Gasification reactions in fluidized beds depend strongly on the flow conditions. Significant mixing may reduce the reaction rates of equilibrium-limited reactions or change selectivity of reactions in series. A fluidized bed can be designed to enhance the desired product by changing the flow conditions within fluidized beds through vessel and distributor shapes and locations plus flow and particle properties. It is also common to introduce internals that form the flow as preferred.
This presentation compares two different methods to model a catalytic gasification reactor. The advantages and disadvantages of both are discussed. The first method uses time average flow patterns from a two-dimensional CFD simulation to estimate a steady-state combination of Plug Flow and CSTR regions with mass transfer and advanced kinetics. The second method models the dynamic system using 3D CFD with simplified kinetics. Time averaged effluent results provide pseudo-steady state results to compare with the first method.

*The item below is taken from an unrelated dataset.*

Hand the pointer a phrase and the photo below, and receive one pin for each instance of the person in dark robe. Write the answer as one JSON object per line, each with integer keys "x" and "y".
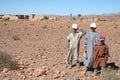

The results show quite reasonable outcomes with the first simple method. The simplified flow model allows a more in-depth study of kinetics and a variety of process conditions. It also is helpful to highlight design or process changes to optimize the production. A CFD combined with reaction is much more time consuming so does not allow the same flexibility of conditions. However it is superior to the first approach in highlighting the dynamics and spatial effects. It also allows the direct visual illustration and evaluation of proposed design changes.
In conclusion the two methods are complementary. The first method allows the engineers to get a better understanding of a variety of process conditions. The second method can then be targeted and thus very useful to investigate large-scale systems as well as scale-up and design changes prior to implementing them in practice.